Yeah but now the mommy guppy just died. Not sure what happened there. How long are you supposed to keep them isolated after giving birth before putting them back in the tank? I think maybe I put her in there too early. =(


----------



## WhiteGloveAquatics (Sep 3, 2009)

My 3yo wont let me put the adults or any other bigger fish in with my 700+ fry.

I just want em gone.

I have been selling em by the dozen for 10 bucks on craigslist. Been selling atleast 4 dozen a week


----------



## beaslbob (May 29, 2009)

Sorry to hear.

I also do understand about kids (and even adults) being excited about guppy (and platy) babies. It really seems to be a draw to the tank.

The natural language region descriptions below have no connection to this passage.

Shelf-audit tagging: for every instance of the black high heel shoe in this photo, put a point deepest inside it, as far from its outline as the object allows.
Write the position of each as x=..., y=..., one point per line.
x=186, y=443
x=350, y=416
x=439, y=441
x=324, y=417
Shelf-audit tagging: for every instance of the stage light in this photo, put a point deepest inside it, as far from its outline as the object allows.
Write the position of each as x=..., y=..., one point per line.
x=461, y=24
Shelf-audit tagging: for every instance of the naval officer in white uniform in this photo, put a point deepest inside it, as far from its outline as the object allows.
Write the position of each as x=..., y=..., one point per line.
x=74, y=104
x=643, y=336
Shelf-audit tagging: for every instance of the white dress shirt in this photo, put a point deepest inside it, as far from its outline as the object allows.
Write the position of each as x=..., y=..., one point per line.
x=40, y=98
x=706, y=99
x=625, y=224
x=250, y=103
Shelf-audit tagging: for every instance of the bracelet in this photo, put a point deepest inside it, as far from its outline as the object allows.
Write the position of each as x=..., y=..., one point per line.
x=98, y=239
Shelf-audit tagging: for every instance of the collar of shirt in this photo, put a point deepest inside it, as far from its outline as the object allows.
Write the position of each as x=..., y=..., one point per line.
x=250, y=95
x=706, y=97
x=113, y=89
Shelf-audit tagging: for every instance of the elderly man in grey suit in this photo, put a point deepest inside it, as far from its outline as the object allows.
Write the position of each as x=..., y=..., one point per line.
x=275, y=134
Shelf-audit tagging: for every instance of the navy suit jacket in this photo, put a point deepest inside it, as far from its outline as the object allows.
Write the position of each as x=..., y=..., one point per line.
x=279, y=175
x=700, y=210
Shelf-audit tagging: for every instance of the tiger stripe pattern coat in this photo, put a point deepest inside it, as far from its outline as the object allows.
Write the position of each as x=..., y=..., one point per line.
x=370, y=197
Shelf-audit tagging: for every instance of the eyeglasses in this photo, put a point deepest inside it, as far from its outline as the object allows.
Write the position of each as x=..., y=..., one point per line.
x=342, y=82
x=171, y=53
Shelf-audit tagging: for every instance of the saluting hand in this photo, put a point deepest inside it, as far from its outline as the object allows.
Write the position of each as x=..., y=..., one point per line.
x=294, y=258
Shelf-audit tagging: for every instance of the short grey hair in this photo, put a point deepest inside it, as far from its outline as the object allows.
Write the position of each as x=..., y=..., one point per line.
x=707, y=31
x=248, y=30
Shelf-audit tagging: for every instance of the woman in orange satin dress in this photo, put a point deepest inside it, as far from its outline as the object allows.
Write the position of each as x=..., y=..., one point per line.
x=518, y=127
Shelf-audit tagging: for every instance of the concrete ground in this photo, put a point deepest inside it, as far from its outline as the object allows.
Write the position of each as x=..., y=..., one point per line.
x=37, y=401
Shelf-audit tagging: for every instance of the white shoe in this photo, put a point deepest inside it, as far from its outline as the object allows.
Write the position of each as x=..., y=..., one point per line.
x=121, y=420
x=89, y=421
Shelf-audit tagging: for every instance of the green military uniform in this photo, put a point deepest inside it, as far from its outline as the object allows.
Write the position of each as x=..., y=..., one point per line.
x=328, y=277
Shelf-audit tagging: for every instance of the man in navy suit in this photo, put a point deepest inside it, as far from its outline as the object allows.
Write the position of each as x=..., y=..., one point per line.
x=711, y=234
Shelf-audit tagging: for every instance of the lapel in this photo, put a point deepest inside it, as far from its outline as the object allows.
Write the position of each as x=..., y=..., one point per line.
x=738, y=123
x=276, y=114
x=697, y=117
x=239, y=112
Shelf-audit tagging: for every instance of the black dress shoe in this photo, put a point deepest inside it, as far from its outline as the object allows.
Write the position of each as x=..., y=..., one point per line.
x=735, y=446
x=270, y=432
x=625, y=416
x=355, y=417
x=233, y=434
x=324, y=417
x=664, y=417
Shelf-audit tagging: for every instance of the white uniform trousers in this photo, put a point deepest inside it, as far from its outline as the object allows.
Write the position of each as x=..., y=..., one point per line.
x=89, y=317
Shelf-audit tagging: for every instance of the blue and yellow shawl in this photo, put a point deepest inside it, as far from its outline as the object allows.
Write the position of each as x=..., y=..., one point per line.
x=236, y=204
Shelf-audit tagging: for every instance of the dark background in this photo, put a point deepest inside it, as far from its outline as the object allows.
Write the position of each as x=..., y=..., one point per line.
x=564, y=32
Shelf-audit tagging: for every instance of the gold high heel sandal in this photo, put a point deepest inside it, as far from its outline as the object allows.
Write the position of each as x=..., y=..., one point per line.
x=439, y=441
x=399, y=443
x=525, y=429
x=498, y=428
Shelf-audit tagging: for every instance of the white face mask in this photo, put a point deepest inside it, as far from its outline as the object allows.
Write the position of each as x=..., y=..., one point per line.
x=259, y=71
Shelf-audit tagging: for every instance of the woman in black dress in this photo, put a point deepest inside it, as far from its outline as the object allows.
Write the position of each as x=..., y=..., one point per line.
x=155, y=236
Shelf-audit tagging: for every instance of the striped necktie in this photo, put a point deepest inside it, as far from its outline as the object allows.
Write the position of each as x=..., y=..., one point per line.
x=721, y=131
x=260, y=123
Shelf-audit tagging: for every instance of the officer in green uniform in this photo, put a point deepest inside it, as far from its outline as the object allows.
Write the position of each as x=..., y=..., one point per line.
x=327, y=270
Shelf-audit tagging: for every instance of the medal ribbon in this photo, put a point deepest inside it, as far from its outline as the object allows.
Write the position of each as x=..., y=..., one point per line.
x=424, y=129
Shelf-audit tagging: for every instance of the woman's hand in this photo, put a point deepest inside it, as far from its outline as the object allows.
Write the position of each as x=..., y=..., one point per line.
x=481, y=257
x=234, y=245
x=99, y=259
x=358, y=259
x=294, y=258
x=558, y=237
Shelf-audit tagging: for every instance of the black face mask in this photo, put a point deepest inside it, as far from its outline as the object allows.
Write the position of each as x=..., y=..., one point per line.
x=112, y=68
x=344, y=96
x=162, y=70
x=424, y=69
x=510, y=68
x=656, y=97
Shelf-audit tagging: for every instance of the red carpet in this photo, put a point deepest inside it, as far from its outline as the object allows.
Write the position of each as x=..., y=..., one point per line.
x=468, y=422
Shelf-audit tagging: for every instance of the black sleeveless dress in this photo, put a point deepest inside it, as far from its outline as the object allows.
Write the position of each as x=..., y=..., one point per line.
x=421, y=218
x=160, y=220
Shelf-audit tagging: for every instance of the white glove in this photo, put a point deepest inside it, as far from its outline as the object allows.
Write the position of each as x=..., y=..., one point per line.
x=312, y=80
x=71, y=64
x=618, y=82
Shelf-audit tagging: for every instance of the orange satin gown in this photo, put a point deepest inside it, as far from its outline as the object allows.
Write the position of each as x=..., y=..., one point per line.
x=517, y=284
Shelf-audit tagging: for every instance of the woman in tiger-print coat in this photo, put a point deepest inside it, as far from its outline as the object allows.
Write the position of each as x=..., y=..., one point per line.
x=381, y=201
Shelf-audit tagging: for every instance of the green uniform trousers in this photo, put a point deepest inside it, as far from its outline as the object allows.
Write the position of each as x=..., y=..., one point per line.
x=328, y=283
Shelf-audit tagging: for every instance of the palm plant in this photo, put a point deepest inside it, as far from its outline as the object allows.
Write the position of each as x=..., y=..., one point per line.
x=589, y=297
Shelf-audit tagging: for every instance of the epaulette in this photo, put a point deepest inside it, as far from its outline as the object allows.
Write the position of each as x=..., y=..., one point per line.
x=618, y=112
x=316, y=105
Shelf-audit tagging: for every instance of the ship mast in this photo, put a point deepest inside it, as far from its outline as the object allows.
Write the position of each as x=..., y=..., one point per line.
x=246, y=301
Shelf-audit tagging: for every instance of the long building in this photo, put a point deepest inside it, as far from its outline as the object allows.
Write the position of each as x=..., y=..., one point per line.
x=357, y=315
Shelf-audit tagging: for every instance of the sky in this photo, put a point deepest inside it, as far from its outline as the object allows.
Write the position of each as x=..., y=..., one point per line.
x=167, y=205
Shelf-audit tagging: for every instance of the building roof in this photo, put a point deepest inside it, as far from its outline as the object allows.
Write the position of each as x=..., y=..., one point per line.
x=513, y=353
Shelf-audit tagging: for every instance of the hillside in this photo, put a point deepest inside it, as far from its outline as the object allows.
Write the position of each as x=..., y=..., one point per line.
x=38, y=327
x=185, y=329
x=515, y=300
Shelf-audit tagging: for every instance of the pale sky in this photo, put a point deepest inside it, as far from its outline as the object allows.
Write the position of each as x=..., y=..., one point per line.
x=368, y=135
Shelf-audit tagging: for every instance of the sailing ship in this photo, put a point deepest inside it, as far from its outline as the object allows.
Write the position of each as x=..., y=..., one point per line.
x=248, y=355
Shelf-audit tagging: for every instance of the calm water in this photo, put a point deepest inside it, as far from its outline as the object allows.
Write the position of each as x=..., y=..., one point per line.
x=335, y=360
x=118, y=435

FWIW what I do is just heavily plant the tank and just let things "take their course". Some babies will survive in the plants and grow up. So I wind up with a more or less stable population that lasts for years. I currently have a 10g started in 2002 that has descendants from the original cycle trio. And a 20g 2 years old with platys from the original fish.

But that's just me.

and my .02


----------



## Chief (Nov 21, 2009)

yeah, my female guppy loved getting knocked up. I don't know how many babies she had because they were overnight, and left in the tank with the rest of the fish, I think there were 3 or 4 in the morning. Well not only did she pop out xx babies overnight, but then I seperated her, and she had 3-4 babies EVERY NIGHT for a month straight. I sent her back to the store. I think a few here and there, fine, but it was getting absure. And yes, I eventually put them and her all back in the main tank and let nature take its course. Really noone chased them or hunted them, saw the most casualties go by accident when the mom was eating. She got huge, maybe 3-4" long and about the girth of a hot-dog. She would be some breeders star guppy.

GL with the babies and new tank.


----------



## WhiteGloveAquatics (Sep 3, 2009)

I got a few older females that remind me of little cocktail weiners.

My females breed for 3-5 months then they are retired to live in a "hen house"( what I call the female only tank, kinda reminds me of a hair salon)

I keep my tanks well fed, the fry survive in the tanks they are dropped in, the culls however they last 30 seconds max in the angel tank.


----------



## WhiteGloveAquatics (Sep 3, 2009)

Well the gup fry are growing up with angel fry now, time will tell if instinct is controllable or not(hopefully not)


----------